The following section is presented for informational purposes only. The inclusion of material in this section should not be considered to be an admission that such material is prior art to the present application.
Electronic devices are used in a wide range of conditions including desert and arctic environments. In many cases, the energy storage device utilized in these electronic devices are rechargeable batteries formed of one or more cells. Because of the chemical reactions within the cells, the capacity of a battery depends on the discharge conditions such as the magnitude of the current (which may vary with time), the allowable terminal voltage of the battery, and environmental conditions, such as temperature.

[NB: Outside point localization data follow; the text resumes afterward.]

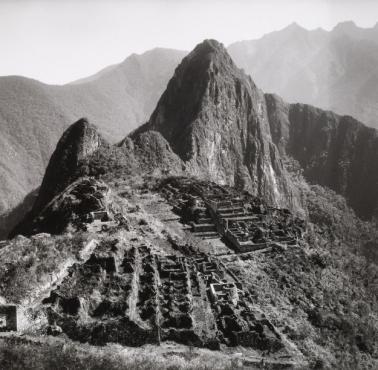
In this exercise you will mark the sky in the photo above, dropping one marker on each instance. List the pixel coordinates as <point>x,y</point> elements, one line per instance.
<point>58,41</point>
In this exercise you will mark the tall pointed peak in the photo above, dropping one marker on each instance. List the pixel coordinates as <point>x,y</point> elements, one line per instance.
<point>206,55</point>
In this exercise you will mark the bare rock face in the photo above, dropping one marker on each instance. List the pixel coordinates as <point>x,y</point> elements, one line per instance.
<point>79,141</point>
<point>335,151</point>
<point>215,119</point>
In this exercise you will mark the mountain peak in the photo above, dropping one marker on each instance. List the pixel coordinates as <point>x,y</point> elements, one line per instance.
<point>213,117</point>
<point>80,140</point>
<point>208,46</point>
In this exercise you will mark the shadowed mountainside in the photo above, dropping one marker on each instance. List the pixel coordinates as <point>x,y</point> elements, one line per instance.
<point>336,70</point>
<point>34,115</point>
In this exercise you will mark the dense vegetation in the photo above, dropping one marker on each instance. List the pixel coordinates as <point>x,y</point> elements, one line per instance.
<point>323,293</point>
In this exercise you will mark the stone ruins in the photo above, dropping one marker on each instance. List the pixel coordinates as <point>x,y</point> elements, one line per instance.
<point>244,221</point>
<point>146,298</point>
<point>8,318</point>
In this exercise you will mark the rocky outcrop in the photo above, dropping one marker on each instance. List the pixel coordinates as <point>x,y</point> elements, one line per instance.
<point>335,151</point>
<point>215,119</point>
<point>73,207</point>
<point>79,141</point>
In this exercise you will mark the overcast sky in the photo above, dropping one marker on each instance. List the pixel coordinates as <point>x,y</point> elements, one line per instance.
<point>60,41</point>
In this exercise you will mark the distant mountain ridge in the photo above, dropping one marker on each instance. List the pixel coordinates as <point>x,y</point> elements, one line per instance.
<point>213,123</point>
<point>33,115</point>
<point>334,70</point>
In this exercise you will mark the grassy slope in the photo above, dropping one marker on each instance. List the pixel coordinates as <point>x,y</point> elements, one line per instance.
<point>323,294</point>
<point>33,115</point>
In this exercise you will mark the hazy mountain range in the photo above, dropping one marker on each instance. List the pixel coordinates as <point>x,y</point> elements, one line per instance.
<point>333,70</point>
<point>127,242</point>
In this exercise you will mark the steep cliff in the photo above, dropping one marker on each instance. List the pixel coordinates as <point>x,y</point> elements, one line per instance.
<point>335,151</point>
<point>215,119</point>
<point>78,142</point>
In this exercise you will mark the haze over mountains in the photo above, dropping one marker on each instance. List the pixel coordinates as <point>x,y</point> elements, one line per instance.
<point>333,70</point>
<point>336,70</point>
<point>177,233</point>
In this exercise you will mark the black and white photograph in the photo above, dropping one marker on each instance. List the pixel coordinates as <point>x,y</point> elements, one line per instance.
<point>188,184</point>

In particular, the permanent capacity of rechargeable batteries typically used as a power source may vary widely with temperature, from 100% at moderate temperatures to possibly 0% at temperature extremes, especially cold temperatures. In addition to environmental conditions, the permanent capacity of batteries may decay over their operational life with aging or charge/discharge cycling. This decay may be accelerated even more by the environmental conditions. Further, the acceleration of decay may itself be a function of deployment temperature, such that batteries aged under a set of environmental conditions may experience different capacity decay if subsequent usage is at moderate temperatures versus usage at extreme temperatures. Alterations in operational temperatures that result in capacity decay are referred to as thermal cycling decay. Thermal cycling decay is particularly prevalent when batteries are subjected to extreme cold temperatures common in the field of seismic exploration, which are often below −20° C. and may be as low as, if not below, −40° C.
Various techniques may be used for battery testing including battery burn-in testing during manufacturing, model simulation of capacity in extreme conditions, testing during charging at out-of-spec temperatures, testing for capacity remaining in down-hole oil field applications, and estimating capacity with temperature correction. Battery testing is routine during the product development cycle in mobile phone, laptop, and automotive fields. However, these techniques primarily focus on testing batteries within certain predetermined parameters or designed operational specifications, such as the cell discharge rate for which the battery is designed.
While the need for improved method of battery performance prediction may extend to many fields including automotive, aerospace, medical, consumer electronics, and anywhere a battery is used in remote or inaccessible locations such as satellites, remotely operated vehicles or snow machines, one field in particular where accurate performance predication is critical is the field of seismic exploration. In the extreme temperature environments common in seismic exploration, seismic data acquisition devices such as seismic recording units (RUs) may suffer unacceptable battery life in a given deployment, aging over time and multiple cycles, and combined effects, as well as potential mechanical stresses and irreversible chemical reactions that could cause a battery to fail to function safely or at all. Characterization of these effects is essential to predict the duration of batteries used, especially for planning purposes. This is particularly true since RUs utilized in these extreme conditions are typically sealed, with electronics, sensors and batteries built into the products. As such, batteries for these devices are not readily replaced, and the need to accurately predict performance is heightened. In any event, features of the corresponding RU's usage regime complicate testing of seismic batteries. For instance, the performance of an RU's battery may be impacted by the extremely low discharge rates common in RU devices. As a non-limiting example, these rates may be as low as a few mA or lower. On the one hand, the low rate allows usage scenarios unforeseen by mobile phone, laptop, and automotive battery pack makers, as well as the cell makers themselves. On the other hand, the low rate significantly extends the testing duration before useful results can be obtained.
There is a need for improved method of battery performance prediction and evaluation, particularly for battery performance prediction and evaluation outside standard operating parameters. Such prediction and evaluation should address a variety of usage regimes of batteries across a range of temperature, charge/discharge cycling, and discharge rates, especially for regimes of operation significantly beyond the original specification of the battery.